Disisi lain, banyak elit serikat buruh lari dari kenyataan dan kurang berani menghadang sistem fleksibilitas pasar tenaga kerja atau menghindar karena hanya mencari anggota dengan status kerja tetap. Sedangkan buruh yang berstatus kontrak ditinggalkan begitu saja. Bahkan ada pula elit serikat buruh yang ikut bermain dan mengambil keuntungan saat pengusaha merubah status buruh dari buruh tetap menjadi buruh kontrak, melalui PHK massal, pemutihan bahkan perekrutan (dengan menjadi agen penyalur tenaga kerja/labour supplier). Semuanya itu dilakukan hanya semata-mata demi keuntungan kantong pribadinya dengan mengabaikan hak-hak buruh yang telah sekian lama setia menjadi anggotanya. Dengan demikian, nampak watak asli dari elit/pengurus serikat buruh tersebut yang hanya mementingkan diri sendiri.

Aksi massa besar-besaran pada Mayday 2006 tersebut berdampak pada ditundanya rencana revisi UUK 13/2003 dimana pemerintah menyampaikan rencana kajian yang akan melibatkan akademisi dari sejumlah perguruan tinggi. Harus diakui bahwa gerakan buruh dalam aksi tersebut memberi andil besar untuk menekan pemerintah dalam membuat kebijakan ketenagakerjaan. Hal ini semakin meyakinkan kaum buruh bahwa aksi massa merupakan senjata ampuh bagi kaum buruh.

Menghadang Penjajahan Bentuk Baru: Neoliberalisme

1. Bagaimana Serikat Buruh Mampu Bertahan?

Refleksi atas Kondisi Organisasi.

Merupakan tantangan yang sangat berat, bahwa saat ini SB harus berhadapan dengan sistem ketenagakerjaan yang fleksibel sebagai program dari neoliberlisme. Negara melepas tanggung jawab dari tugasnya untuk melindungi buruh. Buruh dilepas dan diserahkan kepada mekanisme pasar, menghadapi pasar bebas, bertarung dengan lawan yang tak seimbang. Dibukanya keran demokrasi liberal dalam berorganisasi, pada kenyataannya justru terjadi kontradiksi antara sistem fleksibilitas pasar tenaga kerja dan kebebasan berserikat. Juga terbuka peluang terjadi gesekan atau benturan antar serikat buruh. Hal itu semakin melemahkan buruh dan serikat buruh. Maka, serikat buruh perlu melakukan refleksi atas gerakan yang telah dilakukan selama ini.

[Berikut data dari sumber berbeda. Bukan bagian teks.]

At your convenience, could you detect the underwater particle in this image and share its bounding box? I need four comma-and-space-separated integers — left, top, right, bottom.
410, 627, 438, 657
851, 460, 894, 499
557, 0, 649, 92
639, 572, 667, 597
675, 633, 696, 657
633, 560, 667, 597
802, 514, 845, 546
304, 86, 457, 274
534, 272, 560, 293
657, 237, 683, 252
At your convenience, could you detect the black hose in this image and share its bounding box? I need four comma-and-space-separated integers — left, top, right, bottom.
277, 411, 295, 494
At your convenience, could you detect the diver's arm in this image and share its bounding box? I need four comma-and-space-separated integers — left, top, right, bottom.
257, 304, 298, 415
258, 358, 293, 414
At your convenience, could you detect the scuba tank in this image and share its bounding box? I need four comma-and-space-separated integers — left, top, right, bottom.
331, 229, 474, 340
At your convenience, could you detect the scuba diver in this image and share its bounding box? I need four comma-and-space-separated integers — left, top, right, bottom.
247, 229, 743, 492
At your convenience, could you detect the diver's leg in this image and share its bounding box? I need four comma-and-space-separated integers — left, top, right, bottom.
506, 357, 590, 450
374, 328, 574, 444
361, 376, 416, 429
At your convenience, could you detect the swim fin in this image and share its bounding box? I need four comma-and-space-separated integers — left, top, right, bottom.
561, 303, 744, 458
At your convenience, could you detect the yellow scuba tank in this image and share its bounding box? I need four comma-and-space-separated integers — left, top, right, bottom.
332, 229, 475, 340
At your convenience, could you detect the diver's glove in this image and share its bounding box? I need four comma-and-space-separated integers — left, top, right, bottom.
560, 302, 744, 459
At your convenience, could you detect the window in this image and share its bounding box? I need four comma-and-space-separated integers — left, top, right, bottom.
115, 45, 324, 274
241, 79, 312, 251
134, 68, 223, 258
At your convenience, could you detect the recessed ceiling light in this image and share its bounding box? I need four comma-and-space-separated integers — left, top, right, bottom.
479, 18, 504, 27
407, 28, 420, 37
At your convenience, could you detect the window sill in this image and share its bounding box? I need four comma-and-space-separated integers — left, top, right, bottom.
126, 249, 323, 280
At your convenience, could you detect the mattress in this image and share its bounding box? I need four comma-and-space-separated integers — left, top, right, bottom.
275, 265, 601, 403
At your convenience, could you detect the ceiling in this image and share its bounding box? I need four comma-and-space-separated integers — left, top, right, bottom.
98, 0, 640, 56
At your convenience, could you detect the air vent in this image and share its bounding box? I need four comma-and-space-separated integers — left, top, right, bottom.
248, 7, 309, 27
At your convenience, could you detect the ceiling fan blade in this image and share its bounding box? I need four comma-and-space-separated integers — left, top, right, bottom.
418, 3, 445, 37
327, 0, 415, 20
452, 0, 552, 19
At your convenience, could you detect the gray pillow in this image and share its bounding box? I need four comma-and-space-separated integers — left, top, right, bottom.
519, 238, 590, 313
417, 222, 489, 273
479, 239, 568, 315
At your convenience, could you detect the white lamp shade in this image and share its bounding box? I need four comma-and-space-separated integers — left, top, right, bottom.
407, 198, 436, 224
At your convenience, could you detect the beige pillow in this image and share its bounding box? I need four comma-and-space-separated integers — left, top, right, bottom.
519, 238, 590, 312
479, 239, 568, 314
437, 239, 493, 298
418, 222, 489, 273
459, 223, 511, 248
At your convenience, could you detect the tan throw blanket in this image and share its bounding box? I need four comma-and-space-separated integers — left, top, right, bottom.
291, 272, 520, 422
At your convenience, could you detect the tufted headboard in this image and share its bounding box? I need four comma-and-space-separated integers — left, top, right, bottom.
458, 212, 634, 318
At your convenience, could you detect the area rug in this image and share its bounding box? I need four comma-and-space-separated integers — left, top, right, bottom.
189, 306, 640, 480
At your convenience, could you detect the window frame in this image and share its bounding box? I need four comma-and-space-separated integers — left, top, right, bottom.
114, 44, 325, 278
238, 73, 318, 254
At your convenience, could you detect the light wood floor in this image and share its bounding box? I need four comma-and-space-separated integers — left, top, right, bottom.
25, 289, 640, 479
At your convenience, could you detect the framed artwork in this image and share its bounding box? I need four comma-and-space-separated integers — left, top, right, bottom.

Hal ini dimaksudkan agar dapat menyusun kekuatan dari pengalaman proses selama ini, disesuaikan dengan kondisi obyektif yang didasari oleh kondisi subyektif.

· Merumuskan Kembali Cita-cita Perjuangan.

Dalam AD/ART di setiap serikat buruh, umumnya bertujuan untuk meraih kesejahteraan anggota dan keluarganya. Sudah saatnya cita-cita organisasi dirumuskan secara mendalam, yang digali dari perdebatan mayoritas anggota di semua level, jangan lagi hanya didominasi oleh elitnya saja. Haruslah dibuat alur dan diurai secara tuntas dan jelas bagaimana cita-cita tersebut akan dapat dicapai termasuk kapan waktunya, atau bukan sekedar mimpi (karena kaum buruh ditindas juga bukan mimpi tetapi kenyataan pedih yang harus bergumul dengan kemiskinan dan kebodohan). Dalam perumusan ini, yang disebut ideologi buruh diuraikan sesuai kondisi obyektif. Sebagai contoh; kesejahteraan kaum buruh akan dicapai ketika buruh dapat merebut kekuasaan dan mampu berkuasa. Karena dengan kekuasaan barulah kita dapat menentukan banyak hal seperti sistem ekonomi, kebijakan yang pro-rakyat, perlindungan rakyat pekerja dari dominasi modal dan lain-lain.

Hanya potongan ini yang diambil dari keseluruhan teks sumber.